As a consequence of these issues, we decided to take a more radical approach, and not involve cargo in the management of the multiple versions.

Instead we:

  • Build each soroban library into an rlib, essentially a static library, using a separate invocation of cargo build --locked against the separate Cargo.lock file held in each soroban submodule. They each get locked separately and build in ignorance of one another.

  • Actually pass an additional -Cmetadata=p23 or -Cmetadata=p22 or whatever flag to each build, to further ensure non-collision of any transitive deps that would otherwise risk colliding due to non-reproducible build issues (this is amazing but necessary, see src/Makefile.am for details).

  • Manually pass those rlib files as separate --extern dependency definitions to cargo rustc when building the librust_stellar_core.a stellar-core crate that combines the multiple sorobans together.
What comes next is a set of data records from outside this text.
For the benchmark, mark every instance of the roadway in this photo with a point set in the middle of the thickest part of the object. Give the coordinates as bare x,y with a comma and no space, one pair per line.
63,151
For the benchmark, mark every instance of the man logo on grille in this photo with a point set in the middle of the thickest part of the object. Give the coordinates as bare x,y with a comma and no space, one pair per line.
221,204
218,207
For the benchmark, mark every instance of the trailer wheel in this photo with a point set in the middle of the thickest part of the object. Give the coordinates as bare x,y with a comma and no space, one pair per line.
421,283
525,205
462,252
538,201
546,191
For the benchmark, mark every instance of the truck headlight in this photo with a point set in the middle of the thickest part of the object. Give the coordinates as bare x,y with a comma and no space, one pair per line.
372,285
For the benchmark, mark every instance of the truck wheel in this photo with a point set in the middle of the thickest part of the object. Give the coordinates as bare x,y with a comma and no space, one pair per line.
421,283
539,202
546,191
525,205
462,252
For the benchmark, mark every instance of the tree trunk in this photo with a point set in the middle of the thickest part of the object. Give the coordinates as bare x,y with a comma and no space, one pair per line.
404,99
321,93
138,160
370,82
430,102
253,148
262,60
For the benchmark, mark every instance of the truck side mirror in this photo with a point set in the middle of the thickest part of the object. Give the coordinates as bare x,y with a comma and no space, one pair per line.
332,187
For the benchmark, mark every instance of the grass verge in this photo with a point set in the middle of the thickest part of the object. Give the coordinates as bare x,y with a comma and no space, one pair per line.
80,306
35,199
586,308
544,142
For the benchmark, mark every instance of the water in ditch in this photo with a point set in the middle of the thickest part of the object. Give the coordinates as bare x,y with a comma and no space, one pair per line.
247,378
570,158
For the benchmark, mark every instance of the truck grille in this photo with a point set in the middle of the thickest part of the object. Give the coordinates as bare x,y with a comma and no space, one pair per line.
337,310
  • Just to be on the safe side, still render the content of the lockfiles of each submodule as a p22-expect.txt or p23-expect.txt file that we store in the outer stellar-core tree, and compare them during the build to make sure we only take updates we've manually looked at and signed off on.

That last part is somewhat vestigial from our earlier work with the tool that printed the subtrees of the combined Cargo.lock file, but it doesn't hurt to manually review all such changes, so we left it in.
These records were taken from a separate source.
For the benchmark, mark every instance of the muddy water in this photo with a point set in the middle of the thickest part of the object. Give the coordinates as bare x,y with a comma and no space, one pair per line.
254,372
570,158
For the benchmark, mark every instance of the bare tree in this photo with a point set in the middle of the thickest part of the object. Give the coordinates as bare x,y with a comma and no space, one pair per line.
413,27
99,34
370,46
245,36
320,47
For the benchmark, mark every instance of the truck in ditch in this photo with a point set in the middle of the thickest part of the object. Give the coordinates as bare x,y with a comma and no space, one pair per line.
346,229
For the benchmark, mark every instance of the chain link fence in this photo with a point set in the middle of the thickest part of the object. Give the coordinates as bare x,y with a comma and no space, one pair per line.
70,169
Protocol version, release version and contract cross-checks

We configure soroban, stellar-core and contracts built for soroban to check certain consistency requirements around protocol and release versions:

  1. Stellar-core's max protocol (Config:::CURRENT_LEDGER_PROTOCOL_VERSION) and its major version number must be the same.

  2. Stellar-core's and soroban's major version numbers are the same.

  3. Every contract's WASM has an embedded minimum protocol version number, and only run contracts with current or older protocols than the max protocol supported by the current host.

There are three caveats to the above:

  1. When stellar-core is not on a release version (that is when its version number does not look exactly like vNN.x.y or vNN.x.y-rcN) we assume it's a development build, and relax the first criterion, only warning.

  2. When soroban is in a pre-1.0 state (when its major version is 0) we relax the second criterion, only warning.

  3. When soroban is in a pre-1.0 state we also tighten the third criterion, specifying both a 32-bit protocol version and a secondary 32-bit "pre-release version" into a composite 64-bit "interface version number" stored in the WASM (the low 32 bits are the pre-release number, the high 32 bits are the protocol number). While the protocol version comparison allows contracts compiled with old protocols to run on new hosts, the pre-release number has to match exactly for a contract to run. This allows forcing recompilation of pre-release contracts by bumping the pre-release version. After soroban 1.0 is released, in any release with a nonzero major version number, the pre-release version component of the interface version must always be zero.